The detection of amplifiable prions in peripheral excretory tissues call into question (i) whether peripheral prion amplification occurs in situ
or, alternatively, whether excretory tissues merely serve a more passive role in prion excretion and (ii) the kinetics of prion excretion, i.e., how the levels of prion excretion and infectivity in bodily fluids change over the course of the disease.
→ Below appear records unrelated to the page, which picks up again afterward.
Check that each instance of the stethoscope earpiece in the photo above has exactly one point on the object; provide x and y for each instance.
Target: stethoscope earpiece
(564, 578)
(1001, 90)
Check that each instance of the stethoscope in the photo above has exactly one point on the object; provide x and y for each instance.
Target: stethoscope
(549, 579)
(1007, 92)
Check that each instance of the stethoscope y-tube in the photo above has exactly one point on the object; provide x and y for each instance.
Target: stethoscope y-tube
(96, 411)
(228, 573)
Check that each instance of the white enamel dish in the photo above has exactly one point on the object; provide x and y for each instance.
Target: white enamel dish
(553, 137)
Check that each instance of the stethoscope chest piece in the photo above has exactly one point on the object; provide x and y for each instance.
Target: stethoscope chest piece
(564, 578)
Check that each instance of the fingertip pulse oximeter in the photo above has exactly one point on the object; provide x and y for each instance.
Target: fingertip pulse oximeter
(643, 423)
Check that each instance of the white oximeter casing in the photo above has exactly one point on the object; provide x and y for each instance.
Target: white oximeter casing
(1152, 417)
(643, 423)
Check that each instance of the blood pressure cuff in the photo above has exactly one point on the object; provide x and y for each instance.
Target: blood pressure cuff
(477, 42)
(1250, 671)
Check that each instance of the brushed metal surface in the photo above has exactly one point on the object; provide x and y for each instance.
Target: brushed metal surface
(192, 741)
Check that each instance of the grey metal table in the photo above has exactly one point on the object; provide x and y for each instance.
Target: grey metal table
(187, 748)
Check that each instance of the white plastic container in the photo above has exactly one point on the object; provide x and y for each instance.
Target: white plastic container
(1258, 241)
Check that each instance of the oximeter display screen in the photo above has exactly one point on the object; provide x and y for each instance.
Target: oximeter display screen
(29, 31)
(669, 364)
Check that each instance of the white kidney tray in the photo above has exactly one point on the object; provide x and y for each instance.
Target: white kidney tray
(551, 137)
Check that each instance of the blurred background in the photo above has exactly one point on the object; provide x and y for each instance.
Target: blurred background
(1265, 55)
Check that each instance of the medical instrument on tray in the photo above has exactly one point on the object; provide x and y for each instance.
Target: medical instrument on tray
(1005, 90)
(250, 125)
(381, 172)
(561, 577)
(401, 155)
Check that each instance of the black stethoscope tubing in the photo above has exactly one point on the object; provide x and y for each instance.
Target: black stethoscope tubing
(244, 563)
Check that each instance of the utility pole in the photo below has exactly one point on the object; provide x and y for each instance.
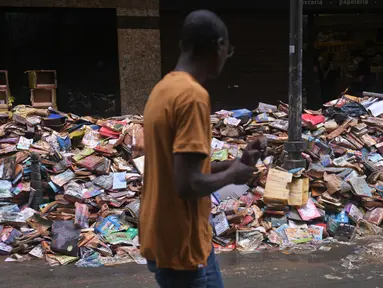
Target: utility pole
(295, 146)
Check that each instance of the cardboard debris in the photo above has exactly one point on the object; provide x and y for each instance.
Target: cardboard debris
(92, 172)
(276, 189)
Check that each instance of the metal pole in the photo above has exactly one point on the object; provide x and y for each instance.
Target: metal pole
(295, 146)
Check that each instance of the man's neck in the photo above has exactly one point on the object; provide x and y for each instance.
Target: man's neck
(197, 69)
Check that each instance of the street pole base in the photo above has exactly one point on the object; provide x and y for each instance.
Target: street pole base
(294, 157)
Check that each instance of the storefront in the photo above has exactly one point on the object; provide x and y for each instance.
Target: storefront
(336, 30)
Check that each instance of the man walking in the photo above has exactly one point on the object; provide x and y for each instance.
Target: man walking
(175, 233)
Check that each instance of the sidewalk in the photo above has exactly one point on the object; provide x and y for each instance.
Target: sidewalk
(271, 269)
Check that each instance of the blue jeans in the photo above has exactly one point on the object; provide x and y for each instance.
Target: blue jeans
(206, 277)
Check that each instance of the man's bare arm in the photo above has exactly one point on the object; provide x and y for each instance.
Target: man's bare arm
(190, 183)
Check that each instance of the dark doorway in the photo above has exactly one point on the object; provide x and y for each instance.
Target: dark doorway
(81, 44)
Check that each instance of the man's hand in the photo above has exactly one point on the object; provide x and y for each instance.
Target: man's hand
(255, 149)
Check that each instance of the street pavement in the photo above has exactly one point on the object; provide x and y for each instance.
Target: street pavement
(265, 269)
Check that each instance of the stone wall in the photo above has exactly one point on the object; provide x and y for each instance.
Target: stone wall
(138, 42)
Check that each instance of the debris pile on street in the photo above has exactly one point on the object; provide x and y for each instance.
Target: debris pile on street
(70, 185)
(69, 188)
(337, 197)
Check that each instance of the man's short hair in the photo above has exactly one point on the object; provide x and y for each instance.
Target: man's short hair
(201, 31)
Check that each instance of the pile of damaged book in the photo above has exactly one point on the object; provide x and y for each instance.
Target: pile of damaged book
(337, 197)
(69, 187)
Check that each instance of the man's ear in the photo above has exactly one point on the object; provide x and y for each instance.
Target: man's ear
(220, 43)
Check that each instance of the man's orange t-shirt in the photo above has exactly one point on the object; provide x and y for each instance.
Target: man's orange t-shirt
(175, 232)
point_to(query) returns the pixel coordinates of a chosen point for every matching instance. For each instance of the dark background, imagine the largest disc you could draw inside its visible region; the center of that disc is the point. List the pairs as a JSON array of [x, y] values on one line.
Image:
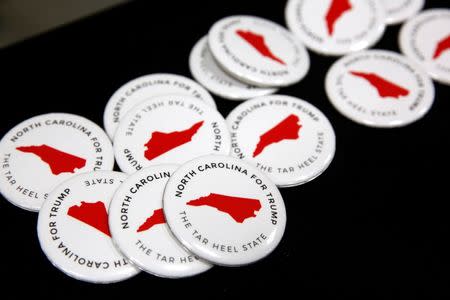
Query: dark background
[[376, 223]]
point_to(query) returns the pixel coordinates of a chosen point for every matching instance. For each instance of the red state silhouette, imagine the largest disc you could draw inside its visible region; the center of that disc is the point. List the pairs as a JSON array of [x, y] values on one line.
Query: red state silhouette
[[287, 129], [442, 46], [238, 208], [156, 218], [92, 214], [335, 12], [161, 142], [257, 41], [384, 87], [58, 161]]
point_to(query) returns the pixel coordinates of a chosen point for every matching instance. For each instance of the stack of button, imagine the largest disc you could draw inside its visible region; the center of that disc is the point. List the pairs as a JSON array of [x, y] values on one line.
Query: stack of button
[[196, 189], [244, 57], [376, 88]]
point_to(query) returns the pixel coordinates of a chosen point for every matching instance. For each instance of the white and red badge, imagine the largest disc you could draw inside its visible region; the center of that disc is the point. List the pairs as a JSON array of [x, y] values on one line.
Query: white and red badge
[[426, 40], [336, 27], [397, 11], [205, 70], [139, 229], [258, 51], [137, 90], [287, 138], [379, 88], [73, 229], [45, 150], [224, 210], [169, 129]]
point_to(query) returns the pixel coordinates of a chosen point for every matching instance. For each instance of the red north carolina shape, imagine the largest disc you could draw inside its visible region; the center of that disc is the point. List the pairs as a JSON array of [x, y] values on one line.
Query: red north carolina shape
[[161, 142], [335, 12], [287, 129], [442, 46], [156, 218], [384, 87], [92, 214], [257, 41], [238, 208], [58, 161]]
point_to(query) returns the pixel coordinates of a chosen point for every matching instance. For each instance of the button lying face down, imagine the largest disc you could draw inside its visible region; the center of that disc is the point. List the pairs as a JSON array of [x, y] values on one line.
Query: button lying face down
[[137, 90], [138, 228], [73, 229], [287, 138], [206, 71], [169, 129], [397, 11], [224, 210], [336, 27], [43, 151], [426, 40], [379, 88], [258, 51]]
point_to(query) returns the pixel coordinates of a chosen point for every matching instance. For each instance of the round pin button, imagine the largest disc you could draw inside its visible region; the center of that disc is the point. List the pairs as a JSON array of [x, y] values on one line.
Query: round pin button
[[258, 51], [397, 11], [169, 129], [224, 210], [45, 150], [145, 87], [206, 71], [288, 139], [426, 40], [139, 229], [379, 88], [336, 27], [73, 229]]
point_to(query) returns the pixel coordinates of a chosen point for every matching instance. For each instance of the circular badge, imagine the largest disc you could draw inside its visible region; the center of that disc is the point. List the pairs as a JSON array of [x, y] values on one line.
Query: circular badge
[[139, 228], [73, 229], [169, 129], [287, 138], [426, 40], [45, 150], [258, 51], [397, 11], [206, 71], [336, 27], [224, 210], [145, 87], [379, 88]]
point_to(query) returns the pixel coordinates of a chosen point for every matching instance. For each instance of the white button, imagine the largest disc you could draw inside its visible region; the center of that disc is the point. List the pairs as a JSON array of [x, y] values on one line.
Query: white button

It is generally accepted that TSE pathogenesis follows a pattern of centripetal spread from the periphery to the central nervous system (either solely via the peripheral nervous system or after amplification in the lymphoreticular system), followed by central amplification and centrifugal spread back to the periphery (4
). We found that some peripheral tissue levels rivaled those in the obex of the same animal, perhaps suggesting concurrent early dissemination to the central nervous system and peripheral organs. A further understanding of the kinetics of centripetal and centrifugal prion dissemination could emanate from a sequential sPMCA evaluation of the peripheral prion distribution in exposed animals.
In summary, the present study demonstrates for the first time prion-amplifying activity in organs and tissues associated with prion shedding. The ultimate source and mechanism of release into bodily fluids remain unknown. The elevated and consistent activity found in salivary gland and urinary bladder may suggest an active role in prion excretion. These findings minimally warrant additional, more detailed, and longitudinal studies of the nature and kinetics of excreted prions.